Manila bus siege victims flown back to Hong Kong

image captionThe victims' coffins were loaded on to a specially chartered plane

Victims of the Manila bus hijack have been flown back to Hong Kong, two days after the deadly siege which left eight tourists dead.

Survivors, relatives of the victims and coffins carrying those who died left the Philippine capital after a ceremony at the airport.

They left as the Philippines observed a day of mourning for the dead.

Philippine police have admitted to poor handling of the siege and several officers have been removed from duty.

They have been accused of failing to respond quickly or effectively enough after the bus was hijacked by an armed former police officer who wanted his job back.


At the airport in Manila, the eight coffins were loaded on to a specially chartered plane for the journey home, after a Buddhist ceremony.

Most of the survivors of the siege flew home on the same plane. Of 25 people initially taken hostage, nine were freed following initial negotiations and seven others were later rescued after police marksmen killed the gunman.

Of these, one person remains in intensive care in Manila and another will be flown home on a medivac plane.

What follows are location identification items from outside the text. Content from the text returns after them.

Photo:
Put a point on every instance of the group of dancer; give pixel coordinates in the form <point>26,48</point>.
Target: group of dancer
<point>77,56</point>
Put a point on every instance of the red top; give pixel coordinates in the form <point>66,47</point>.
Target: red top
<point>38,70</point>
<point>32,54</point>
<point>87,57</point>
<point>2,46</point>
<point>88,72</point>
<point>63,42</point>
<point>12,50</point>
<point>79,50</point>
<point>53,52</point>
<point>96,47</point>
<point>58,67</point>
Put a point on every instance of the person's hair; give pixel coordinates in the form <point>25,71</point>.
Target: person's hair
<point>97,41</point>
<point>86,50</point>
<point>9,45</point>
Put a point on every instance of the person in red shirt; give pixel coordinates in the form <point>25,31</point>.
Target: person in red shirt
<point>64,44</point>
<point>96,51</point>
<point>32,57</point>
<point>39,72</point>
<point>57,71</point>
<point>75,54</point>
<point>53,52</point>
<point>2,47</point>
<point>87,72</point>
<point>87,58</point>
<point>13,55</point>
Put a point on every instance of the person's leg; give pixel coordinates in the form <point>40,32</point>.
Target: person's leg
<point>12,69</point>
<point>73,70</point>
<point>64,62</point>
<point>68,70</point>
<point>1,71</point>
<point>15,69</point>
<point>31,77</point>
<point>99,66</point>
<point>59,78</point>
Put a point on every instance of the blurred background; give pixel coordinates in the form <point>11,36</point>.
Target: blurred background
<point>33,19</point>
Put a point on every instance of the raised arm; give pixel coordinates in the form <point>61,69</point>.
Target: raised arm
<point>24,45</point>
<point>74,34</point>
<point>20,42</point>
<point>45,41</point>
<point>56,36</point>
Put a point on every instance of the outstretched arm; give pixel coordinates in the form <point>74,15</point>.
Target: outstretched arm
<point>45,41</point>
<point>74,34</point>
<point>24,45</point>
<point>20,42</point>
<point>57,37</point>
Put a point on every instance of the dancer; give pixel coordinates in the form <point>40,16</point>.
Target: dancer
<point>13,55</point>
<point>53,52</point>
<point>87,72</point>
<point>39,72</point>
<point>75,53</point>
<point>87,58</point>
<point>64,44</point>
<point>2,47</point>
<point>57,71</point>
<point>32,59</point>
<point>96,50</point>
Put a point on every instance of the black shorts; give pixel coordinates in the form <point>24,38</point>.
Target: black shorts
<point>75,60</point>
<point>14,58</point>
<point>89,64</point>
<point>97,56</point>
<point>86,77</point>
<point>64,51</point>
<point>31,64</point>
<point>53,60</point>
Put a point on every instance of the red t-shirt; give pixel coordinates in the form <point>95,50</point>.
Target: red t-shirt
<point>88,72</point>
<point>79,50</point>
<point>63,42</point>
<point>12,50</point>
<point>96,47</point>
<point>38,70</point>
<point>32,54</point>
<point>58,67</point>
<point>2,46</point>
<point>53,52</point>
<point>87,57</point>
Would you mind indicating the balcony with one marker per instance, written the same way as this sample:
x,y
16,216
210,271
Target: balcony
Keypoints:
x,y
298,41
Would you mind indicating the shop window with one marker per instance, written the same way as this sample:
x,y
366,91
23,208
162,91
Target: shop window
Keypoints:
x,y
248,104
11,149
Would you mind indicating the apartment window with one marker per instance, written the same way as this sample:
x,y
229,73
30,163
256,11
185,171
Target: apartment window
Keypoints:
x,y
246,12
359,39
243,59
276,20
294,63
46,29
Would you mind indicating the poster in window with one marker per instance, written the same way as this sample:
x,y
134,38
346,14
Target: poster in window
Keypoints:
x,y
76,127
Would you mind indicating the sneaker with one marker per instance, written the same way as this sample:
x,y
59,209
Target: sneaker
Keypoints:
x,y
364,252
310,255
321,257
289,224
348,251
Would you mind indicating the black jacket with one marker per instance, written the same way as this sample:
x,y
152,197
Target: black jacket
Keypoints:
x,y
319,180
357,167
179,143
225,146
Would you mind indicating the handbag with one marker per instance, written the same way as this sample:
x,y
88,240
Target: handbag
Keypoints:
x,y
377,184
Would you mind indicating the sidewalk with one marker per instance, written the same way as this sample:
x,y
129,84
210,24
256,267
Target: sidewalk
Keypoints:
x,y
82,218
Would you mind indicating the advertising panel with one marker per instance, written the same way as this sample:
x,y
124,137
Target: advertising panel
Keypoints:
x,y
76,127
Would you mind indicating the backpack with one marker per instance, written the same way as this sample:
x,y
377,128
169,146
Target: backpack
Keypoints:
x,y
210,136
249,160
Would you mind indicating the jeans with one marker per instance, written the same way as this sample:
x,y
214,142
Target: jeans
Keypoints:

Three of those who died were members of a familiy of five on board the bus with dual Hong Kong-Canadian citizenship, police have confirmed.

Both Chinese and Hong Kong officials have voiced concern about how the hijacking was handled.

It took armed police about an hour to gain access to the bus after they began trying to smash its windows with sledgehammers.

A spokesman for the Philippine police said that four officers who led the assault team had been suspended pending an investigation.

Manila police chief Rodolfo Magtibay has also said he will take a leave of absence.

Police said that the firearms used by the police assault team would be checked to determine whether any of the hostages had been hit by police fire.

Officials have also suggested that the media coverage of the siege - the incident was shown on live television - may have elevated tensions.

Police believe the hostage-taker was monitoring TV coverage from inside the bus, which contributed to his agitation as the crisis came to a head.